El secreto de la princesa -parte tres-

Epílogo

Zuleica iba sentada, bien atada de sus manos y el coronel a un lado de ella. Peregrino volaba sobre el carruaje. Marco la miraba con mucha atención y ella se hacía la enfadada. Cuando él dejó de verla, ella tomó otra actitud.

―Vamos, deberías soltarme ―comentó Zuleica con mirada provocativa―. ¿O acaso tienes miedo de que escape?

El coronel volteó a verla y le sonrió.

―No, no te tengo miedo. Cuando hayas cumplido tu condena en prisión, hablaremos. Ahora eres una prisionera y no debo hablar contigo.

Y ordenó al cochero que fuera más de prisa.

Ella lo vio de reojo y supo que estaba sonriendo.

 

 

Lejos de ahí, en un lugar sórdido, oscuro y maloliente, un hecho trascendental tuvo lugar.
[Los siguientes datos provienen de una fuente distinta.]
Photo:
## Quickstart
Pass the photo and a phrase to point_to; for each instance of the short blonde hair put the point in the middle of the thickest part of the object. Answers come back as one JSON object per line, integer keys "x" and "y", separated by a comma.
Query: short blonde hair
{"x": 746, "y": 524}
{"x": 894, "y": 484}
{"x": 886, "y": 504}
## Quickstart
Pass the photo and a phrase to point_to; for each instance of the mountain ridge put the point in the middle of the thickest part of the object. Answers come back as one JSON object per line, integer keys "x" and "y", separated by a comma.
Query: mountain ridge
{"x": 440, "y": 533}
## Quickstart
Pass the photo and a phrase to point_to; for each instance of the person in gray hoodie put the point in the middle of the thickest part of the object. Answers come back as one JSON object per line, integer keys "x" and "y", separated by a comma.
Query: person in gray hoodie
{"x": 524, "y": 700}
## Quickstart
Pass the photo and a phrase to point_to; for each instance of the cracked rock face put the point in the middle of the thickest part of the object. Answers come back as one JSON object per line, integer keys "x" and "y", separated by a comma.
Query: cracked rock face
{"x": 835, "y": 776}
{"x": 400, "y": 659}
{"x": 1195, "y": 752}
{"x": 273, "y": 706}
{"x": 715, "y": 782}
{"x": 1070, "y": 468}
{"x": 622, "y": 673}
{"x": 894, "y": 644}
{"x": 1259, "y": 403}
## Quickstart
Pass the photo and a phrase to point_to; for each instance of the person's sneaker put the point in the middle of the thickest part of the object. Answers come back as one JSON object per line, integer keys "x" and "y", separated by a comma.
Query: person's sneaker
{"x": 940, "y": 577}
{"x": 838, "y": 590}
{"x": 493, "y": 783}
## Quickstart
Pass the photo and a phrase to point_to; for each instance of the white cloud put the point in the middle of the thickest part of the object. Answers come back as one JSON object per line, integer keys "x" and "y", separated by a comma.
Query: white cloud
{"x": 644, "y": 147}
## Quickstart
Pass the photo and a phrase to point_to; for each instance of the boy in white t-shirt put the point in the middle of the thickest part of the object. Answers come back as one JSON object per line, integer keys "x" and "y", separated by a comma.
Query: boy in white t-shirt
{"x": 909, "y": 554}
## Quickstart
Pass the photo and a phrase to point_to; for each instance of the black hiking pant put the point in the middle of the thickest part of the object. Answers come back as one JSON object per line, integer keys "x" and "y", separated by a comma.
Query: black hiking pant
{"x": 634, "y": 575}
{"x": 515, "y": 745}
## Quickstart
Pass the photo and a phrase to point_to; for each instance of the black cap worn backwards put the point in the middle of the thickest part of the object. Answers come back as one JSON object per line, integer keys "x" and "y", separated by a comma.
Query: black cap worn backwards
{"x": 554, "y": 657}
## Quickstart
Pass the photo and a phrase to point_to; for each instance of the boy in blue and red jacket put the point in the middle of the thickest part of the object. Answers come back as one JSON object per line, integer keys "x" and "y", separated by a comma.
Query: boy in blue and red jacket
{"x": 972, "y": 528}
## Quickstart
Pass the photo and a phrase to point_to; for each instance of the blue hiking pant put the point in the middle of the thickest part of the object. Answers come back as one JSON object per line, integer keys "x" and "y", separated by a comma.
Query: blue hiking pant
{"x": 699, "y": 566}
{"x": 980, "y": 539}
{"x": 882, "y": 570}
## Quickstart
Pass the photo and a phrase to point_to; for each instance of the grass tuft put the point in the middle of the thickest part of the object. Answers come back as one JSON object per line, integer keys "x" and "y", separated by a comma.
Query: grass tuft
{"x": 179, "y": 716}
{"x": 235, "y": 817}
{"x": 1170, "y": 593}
Se oyó el quejido de una mujer y los berridos que daba. Gritando como energúmeno:

―¡Saldré y me vengaré, saldré y me vengaré! ¡Lo juro, lo juro!

De pronto, una mujer hermosa, de cabello rubio, con un vestido blanco y deslumbrante, avanzó por el pasillo, se acercó hasta los barrotes de la reja y le habló a la mujer que estaba en la prisión:

―Úrsula, Úrsula ―dijo con ternura en su voz.

La mujer desaliñada, flaca y de aspecto repugnante le respondió con voz despreciativa:

―¡No! ¡Tú, maldita! ¡Vete, vete! ¡Te odio, te odio, Christie!

―Yo te amo, te amo, Úrsula. Hermanita linda, he venido por ti.